Support for MySQL Constraints¶
The following MySQL constraints are properly detected and mapped to your models:
- Primary keys (converted to primary key fields)
- Foreign keys (converted to relationship fields)
- Unique constraints (annotated with
@Field(unique=True)
) - Default values (provided as field defaults)
- NOT NULL constraints (reflected in model typing)
Example Output¶
Here's a simplified example of the generated Pydantic model:
# Generated by supabase-pydantic 0.4.0
# Do not modify this file manually
from datetime import date, datetime
from decimal import Decimal
from typing import List, Optional
from pydantic import BaseModel, Field
class User(BaseModel):
id: int = Field(primary_key=True)
username: str = Field(max_length=50, unique=True)
email: str = Field(max_length=100, unique=True)
password_hash: str = Field(max_length=255)
created_at: datetime
updated_at: Optional[datetime] = None
is_active: bool = True
class Post(BaseModel):
id: int = Field(primary_key=True)
title: str = Field(max_length=100)
content: str
user_id: int = Field(foreign_key="user.id")
published_date: date
views: Optional[int] = 0
user: Optional[User] = None
And here's a simplified example of the generated SQLAlchemy model:
# Generated by supabase-pydantic 0.4.0
# Do not modify this file manually
from datetime import date, datetime
from decimal import Decimal
from typing import Optional
from sqlalchemy import Boolean, Column, Date, DateTime, ForeignKey, Integer, String, Text
from sqlalchemy.ext.declarative import declarative_base
from sqlalchemy.orm import relationship
Base = declarative_base()
class User(Base):
__tablename__ = "user"
id = Column(Integer, primary_key=True)
username = Column(String(50), unique=True, nullable=False)
email = Column(String(100), unique=True, nullable=False)
password_hash = Column(String(255), nullable=False)
created_at = Column(DateTime, nullable=False)
updated_at = Column(DateTime)
is_active = Column(Boolean, default=True)
posts = relationship("Post", back_populates="user")
class Post(Base):
__tablename__ = "post"
id = Column(Integer, primary_key=True)
title = Column(String(100), nullable=False)
content = Column(Text, nullable=False)
user_id = Column(Integer, ForeignKey("user.id"), nullable=False)
published_date = Column(Date, nullable=False)
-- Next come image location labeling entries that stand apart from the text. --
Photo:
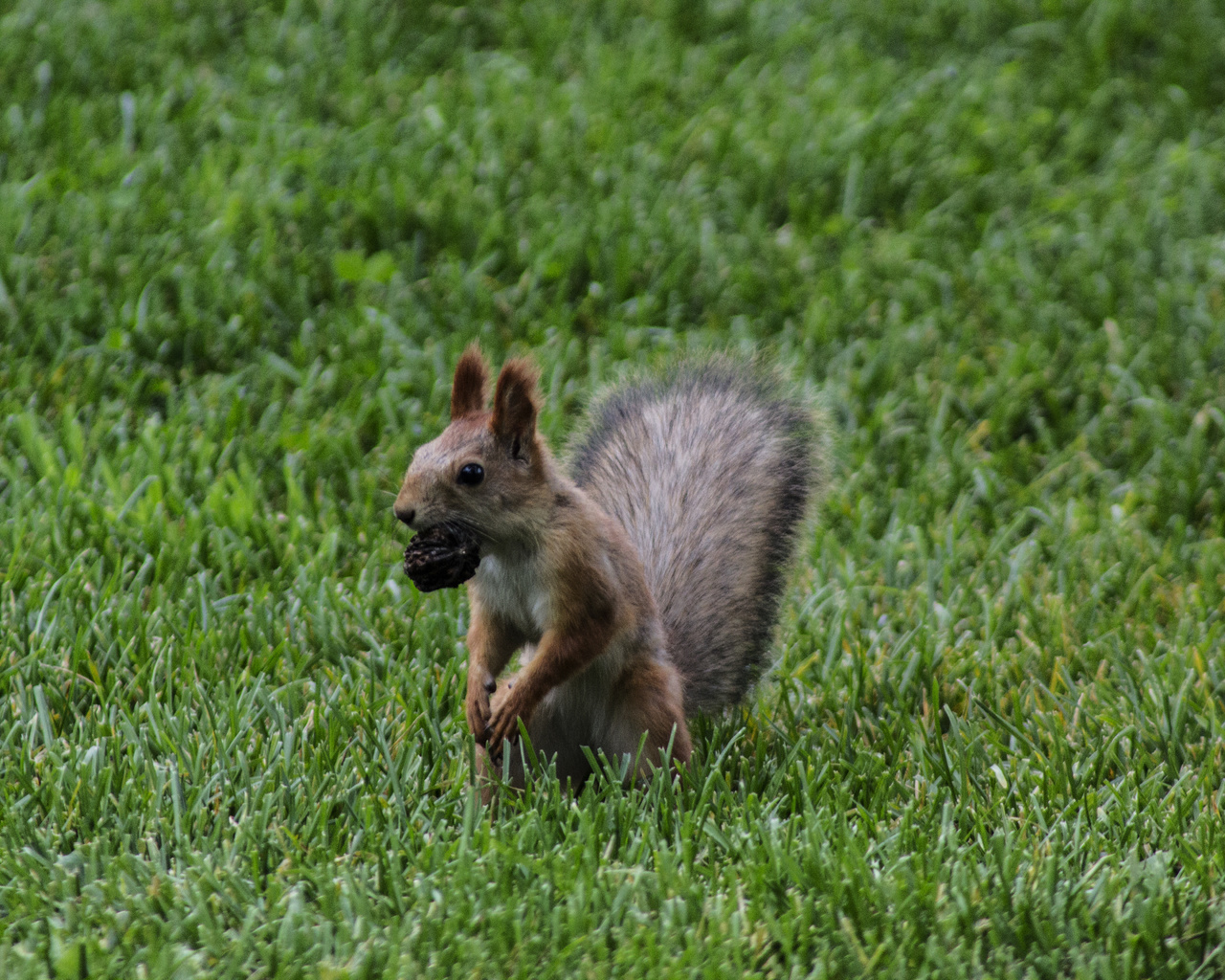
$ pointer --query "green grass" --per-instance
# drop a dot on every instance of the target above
(243, 246)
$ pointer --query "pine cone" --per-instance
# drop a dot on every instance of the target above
(441, 558)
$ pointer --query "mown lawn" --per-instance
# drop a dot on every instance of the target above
(240, 249)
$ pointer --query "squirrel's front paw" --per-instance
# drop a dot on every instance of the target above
(505, 723)
(477, 705)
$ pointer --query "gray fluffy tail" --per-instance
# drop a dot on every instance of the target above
(709, 471)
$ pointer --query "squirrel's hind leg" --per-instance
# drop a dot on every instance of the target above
(647, 699)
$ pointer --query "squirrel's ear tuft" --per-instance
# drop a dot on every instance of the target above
(468, 389)
(516, 402)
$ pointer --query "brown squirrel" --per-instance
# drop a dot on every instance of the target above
(643, 585)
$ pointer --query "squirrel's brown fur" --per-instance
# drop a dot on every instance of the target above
(639, 590)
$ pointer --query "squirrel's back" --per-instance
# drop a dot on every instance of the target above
(709, 471)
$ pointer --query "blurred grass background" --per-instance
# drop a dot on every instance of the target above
(240, 249)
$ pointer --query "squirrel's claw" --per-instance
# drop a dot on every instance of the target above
(502, 726)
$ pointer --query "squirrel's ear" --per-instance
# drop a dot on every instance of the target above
(468, 389)
(516, 403)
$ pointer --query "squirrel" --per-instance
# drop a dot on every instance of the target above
(642, 585)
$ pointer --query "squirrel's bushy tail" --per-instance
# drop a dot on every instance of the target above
(709, 471)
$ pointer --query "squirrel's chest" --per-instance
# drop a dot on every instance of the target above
(515, 590)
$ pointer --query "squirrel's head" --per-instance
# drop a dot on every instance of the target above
(486, 468)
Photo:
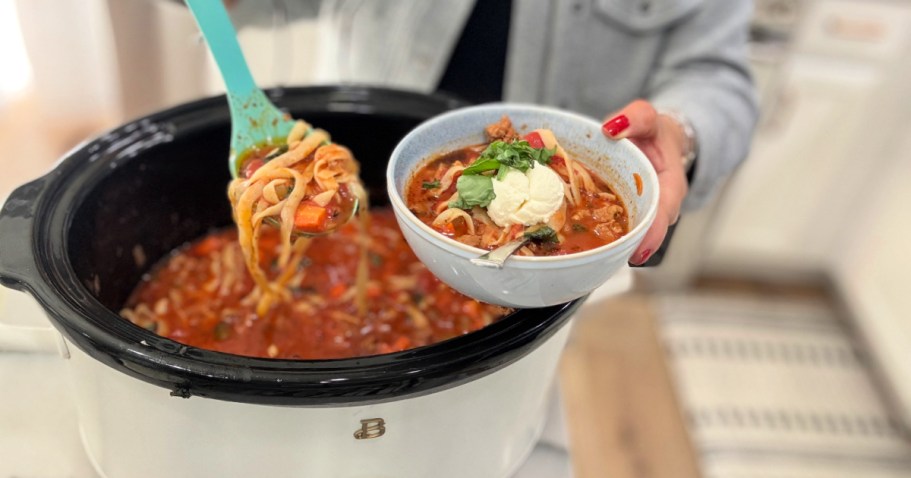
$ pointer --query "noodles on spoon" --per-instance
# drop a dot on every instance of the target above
(309, 186)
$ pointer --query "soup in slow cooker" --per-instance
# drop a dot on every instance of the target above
(202, 295)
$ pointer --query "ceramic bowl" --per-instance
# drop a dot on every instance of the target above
(524, 281)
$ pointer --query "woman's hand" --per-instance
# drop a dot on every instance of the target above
(662, 140)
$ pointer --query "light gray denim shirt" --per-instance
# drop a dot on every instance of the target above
(590, 56)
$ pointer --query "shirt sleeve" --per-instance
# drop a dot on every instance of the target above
(703, 75)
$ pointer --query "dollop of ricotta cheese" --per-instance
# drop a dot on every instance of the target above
(527, 198)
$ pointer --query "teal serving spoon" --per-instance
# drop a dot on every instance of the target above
(254, 119)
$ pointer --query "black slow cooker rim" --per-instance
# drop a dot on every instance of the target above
(189, 371)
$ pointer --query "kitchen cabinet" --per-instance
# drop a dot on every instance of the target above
(785, 213)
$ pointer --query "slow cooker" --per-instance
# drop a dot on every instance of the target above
(81, 237)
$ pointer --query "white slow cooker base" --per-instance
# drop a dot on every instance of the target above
(486, 427)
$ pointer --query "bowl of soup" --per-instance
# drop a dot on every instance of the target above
(128, 245)
(474, 179)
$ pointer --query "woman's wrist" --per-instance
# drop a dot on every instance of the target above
(689, 144)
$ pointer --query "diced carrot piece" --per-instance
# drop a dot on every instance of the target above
(337, 290)
(310, 218)
(472, 309)
(207, 246)
(374, 291)
(251, 166)
(534, 140)
(401, 343)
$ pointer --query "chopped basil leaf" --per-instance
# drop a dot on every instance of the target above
(481, 164)
(517, 154)
(473, 191)
(542, 234)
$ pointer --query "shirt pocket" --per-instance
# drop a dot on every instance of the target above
(644, 16)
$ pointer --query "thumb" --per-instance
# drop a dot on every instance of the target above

views = Column(Integer, default=0)
user = relationship("User", back_populates="posts")
Best Practices¶
-
Connection Security: Use environment variables for your database credentials instead of hardcoding them
-
Schema Selection: Be specific about which schemas to include with
--schema
to improve generation speed -
Data Types: Review the generated models to ensure MySQL-specific types are correctly mapped
-
Relationships: Test relationship navigation in the generated models to confirm proper setup
-
Versioning: Keep track of model versions when regenerating after database changes
Conclusion¶
With MySQL support, supabase-pydantic
now offers greater flexibility for developers working with different database systems. You can seamlessly generate type-safe models from your MySQL database and integrate them with FastAPI or other Python frameworks.
Whether you're working with PostgreSQL, Supabase, or MySQL, the workflow remains consistent, allowing you to focus on building your application rather than writing boilerplate code. Report any issues you encounter in our GitHub repository.